Reste l’argument marketing principal du jeu : plus de 90 bénédictions divines à débloquer au fil des runs. Sur le papier, c’est massif. En jeu, c’est plus contrasté. Toutes les bénédictions ne se valent pas : certaines transforment radicalement l’approche d’un boss et ouvrent des synergies vraiment intéressantes, tandis que d’autres, plus anecdotiques, servent davantage à étoffer le pool de tirage qu’à structurer une vraie stratégie. Comme dans tous les roguelites du genre, en somme. Et si la promesse de variété tient sur la durée (il faut compter plusieurs dizaines d’heures avant d’avoir tout vu), elle masque mal une certaine linéarité dans la progression. Les chemins d’upgrade ne bifurquent pas tant que ça et la rejouabilité repose davantage sur les essais successifs que sur des partitions vraiment différentes.

Une identité visuelle à la hauteur du Krosmoz

Pour qui aime l’univers du Krosmoz, Savara est immédiatement reconnaissable, et c’est un bonheur ! La patte Ankama s’impose dès les premières secondes. Couleurs vives, contours nets, silhouettes lisibles, animations d’une fluidité et d’une précision saisissantes au point qu’on les contemple parfois pour le seul plaisir des yeux ! Le studio possède une signature visuelle si forte qu’elle évite l’écueil du « joli mais générique » qui plombe une bonne partie de la production roguelite récente. Et soyons clairs : sur le plan de la direction artistique, Savara est ce que l’on a vu de plus identifiable dans le genre depuis longtemps.

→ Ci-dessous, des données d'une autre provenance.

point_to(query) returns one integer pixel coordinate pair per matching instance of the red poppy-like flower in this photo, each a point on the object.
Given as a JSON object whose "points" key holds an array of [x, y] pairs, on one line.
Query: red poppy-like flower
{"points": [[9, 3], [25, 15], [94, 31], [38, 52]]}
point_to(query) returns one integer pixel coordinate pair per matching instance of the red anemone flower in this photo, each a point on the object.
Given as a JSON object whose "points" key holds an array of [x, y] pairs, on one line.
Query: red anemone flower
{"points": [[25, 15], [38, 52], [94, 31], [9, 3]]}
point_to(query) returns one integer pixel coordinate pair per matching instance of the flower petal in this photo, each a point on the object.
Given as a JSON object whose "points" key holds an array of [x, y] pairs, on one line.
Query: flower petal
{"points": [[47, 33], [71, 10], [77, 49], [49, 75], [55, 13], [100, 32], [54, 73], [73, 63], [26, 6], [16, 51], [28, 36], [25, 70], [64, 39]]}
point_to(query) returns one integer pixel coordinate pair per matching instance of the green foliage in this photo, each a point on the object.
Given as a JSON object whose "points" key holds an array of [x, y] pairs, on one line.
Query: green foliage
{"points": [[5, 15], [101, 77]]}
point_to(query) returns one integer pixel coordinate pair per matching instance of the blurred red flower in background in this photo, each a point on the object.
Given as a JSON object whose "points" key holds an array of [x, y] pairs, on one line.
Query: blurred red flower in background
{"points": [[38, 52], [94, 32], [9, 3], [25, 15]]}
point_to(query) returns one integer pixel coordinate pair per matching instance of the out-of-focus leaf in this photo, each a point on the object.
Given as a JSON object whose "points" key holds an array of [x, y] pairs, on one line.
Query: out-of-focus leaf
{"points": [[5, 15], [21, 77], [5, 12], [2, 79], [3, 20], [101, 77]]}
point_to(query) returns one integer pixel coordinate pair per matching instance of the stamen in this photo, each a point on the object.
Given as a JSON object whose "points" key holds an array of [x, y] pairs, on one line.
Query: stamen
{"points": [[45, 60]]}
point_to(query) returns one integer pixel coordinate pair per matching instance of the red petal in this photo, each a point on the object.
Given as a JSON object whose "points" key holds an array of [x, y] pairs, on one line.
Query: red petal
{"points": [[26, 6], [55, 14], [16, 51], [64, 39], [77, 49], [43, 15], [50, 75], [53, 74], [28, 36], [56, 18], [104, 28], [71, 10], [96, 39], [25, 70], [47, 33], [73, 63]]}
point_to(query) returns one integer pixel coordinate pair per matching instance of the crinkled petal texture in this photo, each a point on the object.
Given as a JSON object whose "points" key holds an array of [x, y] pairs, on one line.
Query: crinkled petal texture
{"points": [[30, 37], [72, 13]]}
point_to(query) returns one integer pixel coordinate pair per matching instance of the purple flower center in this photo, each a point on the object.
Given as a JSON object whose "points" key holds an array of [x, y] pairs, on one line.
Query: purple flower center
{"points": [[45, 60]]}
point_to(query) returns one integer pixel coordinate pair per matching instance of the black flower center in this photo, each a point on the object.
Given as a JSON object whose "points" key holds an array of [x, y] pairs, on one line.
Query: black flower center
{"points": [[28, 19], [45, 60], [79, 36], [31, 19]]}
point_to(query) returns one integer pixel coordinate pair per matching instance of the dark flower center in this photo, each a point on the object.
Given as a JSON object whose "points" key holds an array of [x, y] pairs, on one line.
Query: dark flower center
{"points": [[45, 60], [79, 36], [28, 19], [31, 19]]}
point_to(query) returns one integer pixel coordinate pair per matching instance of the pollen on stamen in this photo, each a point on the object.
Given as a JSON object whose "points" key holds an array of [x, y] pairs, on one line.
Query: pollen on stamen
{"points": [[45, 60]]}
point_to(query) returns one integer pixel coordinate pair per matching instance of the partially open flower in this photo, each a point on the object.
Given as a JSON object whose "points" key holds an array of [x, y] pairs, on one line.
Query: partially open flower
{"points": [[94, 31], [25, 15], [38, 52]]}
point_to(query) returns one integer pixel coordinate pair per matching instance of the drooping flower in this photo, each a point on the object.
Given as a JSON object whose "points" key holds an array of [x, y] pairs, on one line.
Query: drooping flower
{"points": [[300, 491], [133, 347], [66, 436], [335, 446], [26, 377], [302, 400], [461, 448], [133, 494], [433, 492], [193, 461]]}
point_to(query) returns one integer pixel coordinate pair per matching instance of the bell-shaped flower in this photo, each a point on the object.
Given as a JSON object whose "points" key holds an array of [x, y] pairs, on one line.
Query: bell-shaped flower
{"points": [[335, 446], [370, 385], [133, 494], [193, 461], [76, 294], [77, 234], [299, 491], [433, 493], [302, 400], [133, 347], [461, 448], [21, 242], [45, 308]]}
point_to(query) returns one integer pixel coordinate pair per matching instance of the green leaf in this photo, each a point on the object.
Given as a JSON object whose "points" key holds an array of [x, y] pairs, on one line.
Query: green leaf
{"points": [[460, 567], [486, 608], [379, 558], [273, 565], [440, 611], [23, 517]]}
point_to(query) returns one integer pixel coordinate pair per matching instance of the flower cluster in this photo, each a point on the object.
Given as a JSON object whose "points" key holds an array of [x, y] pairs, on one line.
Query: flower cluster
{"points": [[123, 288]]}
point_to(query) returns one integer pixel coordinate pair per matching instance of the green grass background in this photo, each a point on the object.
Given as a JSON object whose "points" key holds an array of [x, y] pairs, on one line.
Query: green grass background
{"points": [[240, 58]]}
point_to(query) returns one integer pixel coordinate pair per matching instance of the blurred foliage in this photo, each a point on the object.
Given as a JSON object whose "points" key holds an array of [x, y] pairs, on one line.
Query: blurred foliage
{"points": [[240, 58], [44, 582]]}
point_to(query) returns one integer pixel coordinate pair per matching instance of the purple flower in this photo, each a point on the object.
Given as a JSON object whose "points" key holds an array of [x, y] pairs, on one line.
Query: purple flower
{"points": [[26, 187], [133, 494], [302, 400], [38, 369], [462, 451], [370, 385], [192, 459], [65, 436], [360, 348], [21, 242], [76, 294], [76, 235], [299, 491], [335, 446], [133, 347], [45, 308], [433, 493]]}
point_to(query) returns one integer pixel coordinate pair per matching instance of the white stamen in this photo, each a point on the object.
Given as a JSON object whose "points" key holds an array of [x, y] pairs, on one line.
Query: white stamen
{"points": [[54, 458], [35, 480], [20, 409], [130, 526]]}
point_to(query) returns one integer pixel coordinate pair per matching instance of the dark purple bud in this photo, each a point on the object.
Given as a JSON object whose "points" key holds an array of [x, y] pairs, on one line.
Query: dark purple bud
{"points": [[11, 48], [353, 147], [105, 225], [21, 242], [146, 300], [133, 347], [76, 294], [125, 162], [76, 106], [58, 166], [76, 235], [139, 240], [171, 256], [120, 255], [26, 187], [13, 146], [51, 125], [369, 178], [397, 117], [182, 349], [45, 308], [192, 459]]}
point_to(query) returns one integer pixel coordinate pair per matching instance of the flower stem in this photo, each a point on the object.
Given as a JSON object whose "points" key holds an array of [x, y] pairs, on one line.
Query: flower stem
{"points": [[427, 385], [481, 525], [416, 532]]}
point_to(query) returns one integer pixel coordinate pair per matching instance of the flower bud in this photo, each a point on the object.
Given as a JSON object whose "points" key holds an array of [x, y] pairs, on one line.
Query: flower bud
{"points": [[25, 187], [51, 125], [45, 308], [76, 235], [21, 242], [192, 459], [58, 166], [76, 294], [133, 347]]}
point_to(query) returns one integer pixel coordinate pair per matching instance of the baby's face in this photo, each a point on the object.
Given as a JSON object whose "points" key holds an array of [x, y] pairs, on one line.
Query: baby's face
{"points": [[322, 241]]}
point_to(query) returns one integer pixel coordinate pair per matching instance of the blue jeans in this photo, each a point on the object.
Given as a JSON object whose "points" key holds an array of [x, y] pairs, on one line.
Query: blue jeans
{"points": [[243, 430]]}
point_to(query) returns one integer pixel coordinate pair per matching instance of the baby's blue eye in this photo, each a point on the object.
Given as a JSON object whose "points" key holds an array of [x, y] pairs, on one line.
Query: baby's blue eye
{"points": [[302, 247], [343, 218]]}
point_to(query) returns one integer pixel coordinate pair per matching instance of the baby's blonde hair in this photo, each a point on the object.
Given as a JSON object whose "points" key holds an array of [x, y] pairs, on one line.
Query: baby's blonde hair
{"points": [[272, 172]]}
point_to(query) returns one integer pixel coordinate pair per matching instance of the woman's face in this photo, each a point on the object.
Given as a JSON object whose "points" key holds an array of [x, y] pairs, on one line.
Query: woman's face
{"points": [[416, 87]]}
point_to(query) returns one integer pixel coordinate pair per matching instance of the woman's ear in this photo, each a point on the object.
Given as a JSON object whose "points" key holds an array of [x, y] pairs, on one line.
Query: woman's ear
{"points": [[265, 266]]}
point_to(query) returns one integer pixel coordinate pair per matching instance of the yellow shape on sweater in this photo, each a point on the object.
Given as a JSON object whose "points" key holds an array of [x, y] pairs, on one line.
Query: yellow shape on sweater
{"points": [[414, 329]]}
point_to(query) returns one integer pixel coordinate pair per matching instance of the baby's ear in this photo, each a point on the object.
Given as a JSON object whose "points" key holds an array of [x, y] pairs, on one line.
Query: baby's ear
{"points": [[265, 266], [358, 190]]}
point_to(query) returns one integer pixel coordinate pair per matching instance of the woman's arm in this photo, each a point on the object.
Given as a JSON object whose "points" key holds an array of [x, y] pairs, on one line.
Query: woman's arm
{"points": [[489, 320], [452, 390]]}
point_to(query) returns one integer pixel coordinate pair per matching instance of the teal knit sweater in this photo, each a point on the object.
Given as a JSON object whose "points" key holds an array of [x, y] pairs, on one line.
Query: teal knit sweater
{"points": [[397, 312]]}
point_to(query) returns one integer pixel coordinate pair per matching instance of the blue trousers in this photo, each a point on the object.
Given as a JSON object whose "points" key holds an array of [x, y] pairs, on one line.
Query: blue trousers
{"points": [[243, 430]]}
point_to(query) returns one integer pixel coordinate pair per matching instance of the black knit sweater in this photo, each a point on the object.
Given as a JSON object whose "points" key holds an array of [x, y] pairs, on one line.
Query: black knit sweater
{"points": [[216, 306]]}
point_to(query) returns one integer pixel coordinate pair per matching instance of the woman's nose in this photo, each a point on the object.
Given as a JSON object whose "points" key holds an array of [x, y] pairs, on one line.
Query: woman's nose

Le travail d’animation, en particulier, mérite d’être souligné. Chaque arme, chaque attaque, chaque mouvement de la guerrière a été pensé pour transmettre une sensation de poids et de précision. À l’image du combat lui-même, l’animation porte une information : on sait, juste en regardant, ce que vaut un coup. Le bestiaire bénéficie du même soin, avec des créatures dont le design respire le Krosmoz et dont les patterns d’attaque sont lisibles malgré leur complexité tactique.

Reste tout de même un revers à signaler dans ce paysage par ailleurs très réussi : le bestiaire est court, et les biomes, eux aussi, sont en nombre limité : trois ou quatre environnements principaux, esthétiquement marqués mais relativement vite épuisés. C’est probablement le talon d’Achille du jeu. La promesse de rejouabilité repose sur des assets qui n’ont pas tout à fait le volume nécessaire pour la tenir sur la longue durée. Une fois passée la dizaine d’heures, la surprise visuelle s’épuise et on reste pour la mécanique, qui elle, tient debout sur le long terme.

Un portage console à la hauteur de l’attente

L’intérêt du portage console, douze mois après la sortie PC, tient à deux choses : l’ergonomie manette d’une part, et l’accumulation de patchs d’autre part. Sur les deux plans, Doryah Games a fait du bon travail. La manette s’impose naturellement pour ce type de combat, et la DualSense est exploitée avec finesse : le retour haptique accompagne discrètement mais efficacement les coups, les gâchettes adaptatives installent une vraie résistance différenciée selon l’arme équipée, et les sticks répondent avec précision aux exigences de timing du gameplay. Rien à signaler côté ergonomie, ce qui n’est jamais une évidence pour un portage console d’un jeu pensé clavier-souris au départ.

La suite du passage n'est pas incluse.